Last week it was reported that in seeking to allow so-called “party political films”, the government was going to permit the filming of “actual events, persons and situations” [Straits Times, 23 Jan 09, "Changes proposed to Films Act"]. However, the clincher was the line: “But the events being filmed must first be held in accordance with the law.”
This means that any filming of acts of civil disobedience, gatherings without police permits, or unregistered speakers at Speaker’s Corner will not only land the activists in hot soup but the film-maker as well. Prior to this, the law was hazy, at best, on whether the film-maker was committing an offence but now there is no room for ambiguity.
But what does this mean?
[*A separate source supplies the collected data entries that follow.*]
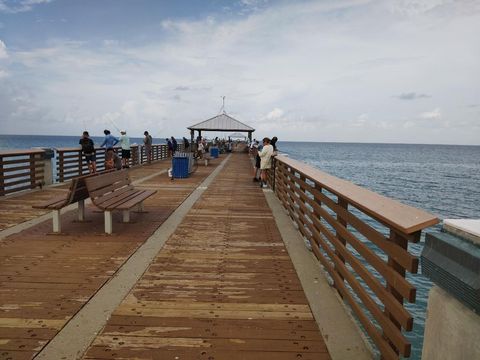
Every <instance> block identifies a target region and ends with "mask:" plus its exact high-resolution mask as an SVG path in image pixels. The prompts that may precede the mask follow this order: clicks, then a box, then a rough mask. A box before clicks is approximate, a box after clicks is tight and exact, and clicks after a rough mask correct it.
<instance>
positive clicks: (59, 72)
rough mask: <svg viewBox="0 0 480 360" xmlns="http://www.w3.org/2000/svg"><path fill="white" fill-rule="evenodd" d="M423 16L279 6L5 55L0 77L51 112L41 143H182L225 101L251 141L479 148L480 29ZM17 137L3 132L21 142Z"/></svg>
mask: <svg viewBox="0 0 480 360" xmlns="http://www.w3.org/2000/svg"><path fill="white" fill-rule="evenodd" d="M0 1H1V0H0ZM400 5H401V4H400ZM400 5H399V6H400ZM402 6H403V7H405V8H408V7H409V6H410V5H409V3H404V4H403V5H402ZM412 6H413V5H412ZM432 6H433V8H431V9H430V10H429V9H426V10H422V11H419V12H417V13H416V14H415V15H414V16H413V15H412V16H405V15H403V14H399V13H398V11H400V10H397V12H392V10H391V9H390V8H389V7H388V5H384V3H383V2H382V3H377V2H372V1H367V0H364V1H360V0H359V1H353V0H352V1H331V2H323V1H322V2H318V1H302V2H284V3H283V2H282V3H276V4H274V5H271V6H268V8H267V10H259V11H254V12H252V13H249V14H250V15H248V16H240V17H234V16H231V17H228V18H227V17H225V18H224V17H221V16H220V17H215V16H206V17H204V18H200V19H197V20H185V19H182V20H175V19H170V20H168V21H164V22H163V23H162V26H163V32H162V34H161V36H159V38H161V40H158V41H151V42H148V43H141V42H127V41H121V42H119V41H116V40H111V39H107V40H105V41H104V42H100V45H98V46H97V45H95V46H94V45H92V44H91V43H89V42H88V41H85V42H78V41H53V40H51V41H49V42H48V46H43V47H39V48H33V49H19V47H14V46H13V45H12V44H11V43H10V42H9V43H8V45H9V49H8V50H9V51H8V56H9V57H8V63H9V65H8V66H7V67H6V68H5V69H4V71H8V74H9V79H12V82H15V83H17V84H23V86H25V87H28V88H29V89H30V91H31V93H33V94H36V97H35V98H34V100H32V101H33V102H35V103H37V104H41V108H42V109H47V110H48V114H49V116H50V119H52V121H50V122H44V123H40V122H39V124H38V126H39V129H38V131H39V133H47V134H48V133H52V132H60V133H67V134H68V133H80V131H81V130H83V127H84V126H88V127H89V129H88V130H90V132H91V133H92V134H100V133H101V131H102V130H103V129H104V128H105V127H106V126H112V121H114V122H115V123H116V124H117V125H118V127H122V128H123V127H124V128H126V129H127V130H128V132H129V134H130V135H131V136H135V134H136V133H137V134H141V133H143V131H144V130H145V129H148V130H151V131H152V132H157V133H158V135H161V133H165V135H181V134H183V133H185V132H186V127H187V126H188V125H191V124H193V123H196V122H199V121H202V120H204V119H207V118H209V117H211V116H213V115H215V114H216V113H217V112H218V109H219V108H220V105H221V96H222V95H226V96H227V102H226V110H227V112H228V113H229V114H231V115H233V116H234V117H236V118H238V119H239V120H240V121H243V122H245V123H247V124H249V125H251V126H253V127H255V128H256V129H258V132H259V133H256V134H255V136H256V137H257V138H260V137H262V136H263V135H271V134H272V132H273V131H275V132H276V135H277V136H279V138H281V139H285V140H287V139H290V140H317V141H366V142H367V141H397V142H411V141H417V142H431V141H437V142H452V141H456V142H460V143H462V142H470V143H479V140H478V139H480V134H478V127H476V128H475V127H474V125H475V121H476V120H475V118H474V117H473V116H470V113H471V111H472V110H471V108H467V107H466V106H465V104H476V103H478V98H477V97H476V94H478V93H480V84H479V83H478V81H476V79H478V78H479V76H480V73H479V70H478V63H479V61H480V53H479V52H478V46H477V43H478V40H477V39H476V34H477V33H478V32H480V16H479V15H477V14H475V13H474V12H472V13H469V14H467V15H457V13H456V12H452V14H455V15H454V16H453V15H452V17H451V18H449V19H448V20H449V21H444V22H442V23H441V24H440V23H437V20H438V19H436V18H435V16H436V15H435V14H434V12H433V13H432V11H431V10H432V9H437V8H438V7H435V6H434V5H432ZM448 6H454V7H461V6H465V3H462V4H461V5H456V4H448ZM237 9H238V8H237ZM442 16H445V15H442ZM432 19H433V20H432ZM378 28H381V29H382V31H381V32H379V31H378ZM13 49H15V50H13ZM17 49H19V50H17ZM19 69H21V70H19ZM413 89H415V90H417V91H418V90H421V92H412V91H411V90H413ZM452 91H454V92H455V94H456V96H455V97H452V96H451V94H452ZM395 94H398V95H395ZM428 94H432V95H428ZM392 95H393V96H392ZM1 96H9V95H7V94H5V93H4V94H0V97H1ZM399 98H400V99H404V100H409V99H410V100H416V99H420V98H421V100H418V101H399ZM0 100H1V99H0ZM10 104H13V105H14V103H10ZM438 104H442V109H441V110H440V109H437V108H436V106H438ZM13 105H12V106H13ZM425 109H433V110H432V111H425ZM47 110H45V111H47ZM444 113H445V114H448V121H449V124H450V127H451V129H450V131H448V132H446V131H445V132H443V133H442V132H441V131H440V132H439V135H438V134H437V135H438V137H437V138H435V140H431V136H430V135H431V134H430V132H429V129H427V127H426V126H425V123H427V122H428V121H427V120H434V119H441V121H437V122H435V121H430V122H429V123H430V125H431V126H437V125H438V127H439V128H441V127H442V126H443V125H442V124H443V123H444V122H445V121H444V119H443V117H442V115H443V114H444ZM5 116H9V115H8V114H6V115H5ZM69 119H78V121H76V122H71V121H70V120H69ZM53 120H56V121H57V122H56V123H54V125H55V126H52V123H53ZM465 122H466V123H465ZM457 124H464V125H462V127H461V128H460V126H459V125H457ZM16 125H17V128H15V129H13V130H12V129H11V128H7V127H6V126H4V124H3V123H2V124H0V132H7V131H8V132H13V131H20V132H23V133H25V132H26V131H29V129H30V127H29V126H24V128H21V126H22V125H21V123H19V122H18V119H17V123H16ZM452 129H456V130H455V131H456V132H455V131H451V130H452ZM469 129H470V130H472V129H473V131H469ZM475 132H476V133H475ZM412 133H415V137H412Z"/></svg>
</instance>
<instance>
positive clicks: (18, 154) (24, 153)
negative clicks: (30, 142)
mask: <svg viewBox="0 0 480 360" xmlns="http://www.w3.org/2000/svg"><path fill="white" fill-rule="evenodd" d="M44 153H45V150H42V149H29V150H7V151H0V196H3V195H7V194H11V193H14V192H17V191H21V190H26V189H34V188H35V187H37V186H41V184H42V181H43V173H44V163H43V155H44Z"/></svg>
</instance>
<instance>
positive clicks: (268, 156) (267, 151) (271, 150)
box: [258, 138, 273, 187]
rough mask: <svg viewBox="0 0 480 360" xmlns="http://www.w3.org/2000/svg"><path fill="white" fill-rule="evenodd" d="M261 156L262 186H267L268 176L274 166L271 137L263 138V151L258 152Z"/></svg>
mask: <svg viewBox="0 0 480 360" xmlns="http://www.w3.org/2000/svg"><path fill="white" fill-rule="evenodd" d="M258 156H260V170H261V173H260V187H266V186H267V176H268V173H269V171H270V168H271V167H272V156H273V146H272V145H270V139H269V138H263V148H262V151H259V152H258Z"/></svg>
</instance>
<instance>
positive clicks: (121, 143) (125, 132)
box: [118, 130, 130, 168]
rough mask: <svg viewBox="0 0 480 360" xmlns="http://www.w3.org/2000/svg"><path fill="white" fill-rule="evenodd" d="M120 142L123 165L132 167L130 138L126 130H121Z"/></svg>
mask: <svg viewBox="0 0 480 360" xmlns="http://www.w3.org/2000/svg"><path fill="white" fill-rule="evenodd" d="M120 134H121V135H120V139H119V141H118V142H119V143H120V146H121V147H122V166H123V167H124V168H129V167H130V138H129V137H128V136H127V132H126V131H125V130H120Z"/></svg>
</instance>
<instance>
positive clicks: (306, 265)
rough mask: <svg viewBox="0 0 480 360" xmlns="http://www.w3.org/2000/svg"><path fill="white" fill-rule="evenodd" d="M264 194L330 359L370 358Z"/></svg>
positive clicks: (346, 359)
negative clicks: (317, 324)
mask: <svg viewBox="0 0 480 360" xmlns="http://www.w3.org/2000/svg"><path fill="white" fill-rule="evenodd" d="M264 195H265V197H266V199H267V202H268V205H269V206H270V209H271V210H272V213H273V216H274V218H275V222H276V224H277V227H278V229H279V231H280V234H281V236H282V239H283V242H284V243H285V246H286V248H287V251H288V254H289V255H290V257H291V259H292V262H293V264H294V266H295V270H296V272H297V275H298V277H299V278H300V282H301V283H302V287H303V290H304V292H305V295H306V296H307V299H308V302H309V304H310V308H311V310H312V313H313V316H314V317H315V320H316V322H317V324H318V327H319V328H320V331H321V333H322V336H323V338H324V340H325V344H326V345H327V348H328V351H329V352H330V355H331V357H332V359H333V360H335V359H338V360H363V359H372V358H374V355H373V351H372V349H371V348H370V346H369V344H368V343H367V340H366V339H365V338H364V336H363V333H362V332H361V330H360V328H359V327H358V325H357V323H356V322H355V320H354V319H353V318H352V315H351V314H350V313H349V311H348V309H347V308H346V306H345V305H344V303H343V300H342V299H341V298H340V297H339V296H338V294H337V291H336V290H335V289H334V288H333V287H331V286H330V284H329V283H328V281H327V279H326V276H325V273H324V271H323V270H322V269H321V267H320V265H319V263H318V260H317V259H316V258H315V256H314V255H313V253H312V252H310V251H309V250H308V249H307V248H306V247H305V243H304V240H303V238H302V236H301V234H300V233H299V232H298V230H297V229H296V228H295V227H294V225H293V222H292V220H291V219H290V217H289V216H288V215H287V214H286V211H285V209H284V208H283V206H282V205H281V203H280V201H279V200H278V198H277V197H276V196H275V194H274V193H273V191H271V190H264Z"/></svg>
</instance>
It means that the government is not only interested in silencing public expressions but also in stopping the documentation of this silencing. This is how selective amnesia is exercised. Look at it this way: if a public protest is illegal but not the filming of it, it doesn’t matter if the police snuffs it out because it will have eternal life on Youtube and other means of personal distribution. This protest will be seen by thousands and even perhaps generations.
But if both the protest and the filming of it are illegal, anyone who uploads the clip or distributes it can now be charged. By denying the right to document, you erase national memory. By silencing citizen journalism, you close the eyes and ears of a people. This is an example of shooting the messenger at its finest. You then fill up this vacuum with whatever stories you want.
This is how nation-building is done. And no one does it better than Singapore.